Es wird sicherlich mehrere davon geben.

Wer kann mir sagen,
wie die Programme heissen

die das tun

und auf welchen CDs sie dabei sind ?

Gruß an alle Leser,
Danke an alle Antworter,
Takvorian (07.03.2018, 18:24)
News-Junkee schrieb:

Sowas hier (HDDCare)?
Marcel Mueller (07.03.2018, 19:59)
On 07.03.18 15.41, News-Junkee wrote:
> ich suche ein Tool um die Magnetisierungsschicht meiner
> Datensicherungsfestplatten mal wieder komplett neu zu schreiben,


Das geht nicht. Die in den letzten 25 Jahren produzierten Festplatten
können nur die Nutzdaten schreiben. Der Rest der Spuren muss ohnehin so
lange halten wie die Platte.

> d.h. Track für Track lesen und dann gleich wieder zurück schreiben.


Bei LBA-Adressierung gibt es keine Tracks. Es gibt nur Sektoren.

> ich bilde mir ein, mal auf irgendeiner Linux-CD so was gesehen zu haben.


Man korrigieren mich, aber würde ein "dd if=/dev/sdX of=/dev/sdX" nicht
exakt das tun? Mit "bs=1M" könnte man der Geschwindigkeit noch etwas auf
die Sprünge helfen. Und X muss natürlich passend zur gewünschten Platte
gewählt werden.

> und auf welchen CDs sie dabei sind ?


dd sollte eigentlich zur Grundausstattung gehören.

Aber für das, was Du vor hast, reicht eigentlich Scrubbing.
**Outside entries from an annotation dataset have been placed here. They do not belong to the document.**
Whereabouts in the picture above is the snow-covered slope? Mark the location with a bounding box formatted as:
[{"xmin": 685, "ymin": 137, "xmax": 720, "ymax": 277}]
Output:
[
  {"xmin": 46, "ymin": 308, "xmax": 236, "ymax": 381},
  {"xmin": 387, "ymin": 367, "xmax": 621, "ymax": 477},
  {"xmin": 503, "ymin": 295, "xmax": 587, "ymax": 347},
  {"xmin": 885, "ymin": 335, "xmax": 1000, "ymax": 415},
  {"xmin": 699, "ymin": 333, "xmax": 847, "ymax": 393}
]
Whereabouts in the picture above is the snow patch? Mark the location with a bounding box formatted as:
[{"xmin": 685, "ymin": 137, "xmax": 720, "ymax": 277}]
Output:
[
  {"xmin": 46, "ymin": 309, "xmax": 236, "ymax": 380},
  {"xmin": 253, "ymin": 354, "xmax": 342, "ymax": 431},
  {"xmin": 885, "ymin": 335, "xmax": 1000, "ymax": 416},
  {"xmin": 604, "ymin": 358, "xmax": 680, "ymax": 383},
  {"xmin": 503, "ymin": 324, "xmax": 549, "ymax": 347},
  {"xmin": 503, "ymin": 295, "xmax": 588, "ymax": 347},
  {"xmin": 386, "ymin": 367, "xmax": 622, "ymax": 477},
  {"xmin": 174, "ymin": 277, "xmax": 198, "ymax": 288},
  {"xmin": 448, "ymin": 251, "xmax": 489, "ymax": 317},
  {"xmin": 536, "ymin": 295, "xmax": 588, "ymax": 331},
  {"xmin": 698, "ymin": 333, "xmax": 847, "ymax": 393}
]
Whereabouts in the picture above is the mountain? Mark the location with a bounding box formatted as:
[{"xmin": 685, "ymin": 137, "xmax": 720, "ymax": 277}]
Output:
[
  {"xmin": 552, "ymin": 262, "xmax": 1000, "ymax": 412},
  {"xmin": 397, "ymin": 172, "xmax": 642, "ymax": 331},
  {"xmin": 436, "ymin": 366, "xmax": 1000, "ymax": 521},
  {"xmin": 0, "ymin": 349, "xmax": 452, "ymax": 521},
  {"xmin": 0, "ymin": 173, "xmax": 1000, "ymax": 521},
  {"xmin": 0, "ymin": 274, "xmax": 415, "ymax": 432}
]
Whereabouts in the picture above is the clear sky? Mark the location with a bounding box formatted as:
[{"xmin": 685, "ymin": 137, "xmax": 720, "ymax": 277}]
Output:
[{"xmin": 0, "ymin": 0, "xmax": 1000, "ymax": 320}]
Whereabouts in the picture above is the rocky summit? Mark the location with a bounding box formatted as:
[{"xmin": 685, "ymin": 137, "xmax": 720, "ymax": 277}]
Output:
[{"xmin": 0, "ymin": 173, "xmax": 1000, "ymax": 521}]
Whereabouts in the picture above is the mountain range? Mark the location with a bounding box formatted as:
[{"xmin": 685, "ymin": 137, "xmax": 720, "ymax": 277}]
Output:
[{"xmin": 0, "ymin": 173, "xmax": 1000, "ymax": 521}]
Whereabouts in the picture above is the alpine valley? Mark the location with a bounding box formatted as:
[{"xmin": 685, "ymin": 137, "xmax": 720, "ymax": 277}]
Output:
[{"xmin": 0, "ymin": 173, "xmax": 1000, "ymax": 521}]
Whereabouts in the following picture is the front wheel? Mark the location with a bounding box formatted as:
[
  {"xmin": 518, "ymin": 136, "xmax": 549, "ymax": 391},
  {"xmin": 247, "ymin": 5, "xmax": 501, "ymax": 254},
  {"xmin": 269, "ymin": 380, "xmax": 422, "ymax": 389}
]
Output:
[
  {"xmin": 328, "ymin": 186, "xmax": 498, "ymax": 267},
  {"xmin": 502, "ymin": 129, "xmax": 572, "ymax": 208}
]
Das bedeutet
alle Festplatteninhalte einmal lesen und damit auf Lesbarkeit
überprüfen. Die meisten Platten sind schlau genug, Sektoren, die dabei
kaum noch lesbar sind, selber zu reparieren (entweder remappen oder neu
schreiben). Das geht auch einen Faktor 4 schneller.

Marcel
Shinji Ikari (08.03.2018, 00:30)
Guten Tag

News-Junkee <klaus-der-erste> schrieb

>ich suche ein Tool um die Magnetisierungsschicht meiner
>Datensicherungsfestplatten mal wieder komplett neu zu schreiben,
>d.h. Track für Track lesen und dann gleich wieder zurück schreiben.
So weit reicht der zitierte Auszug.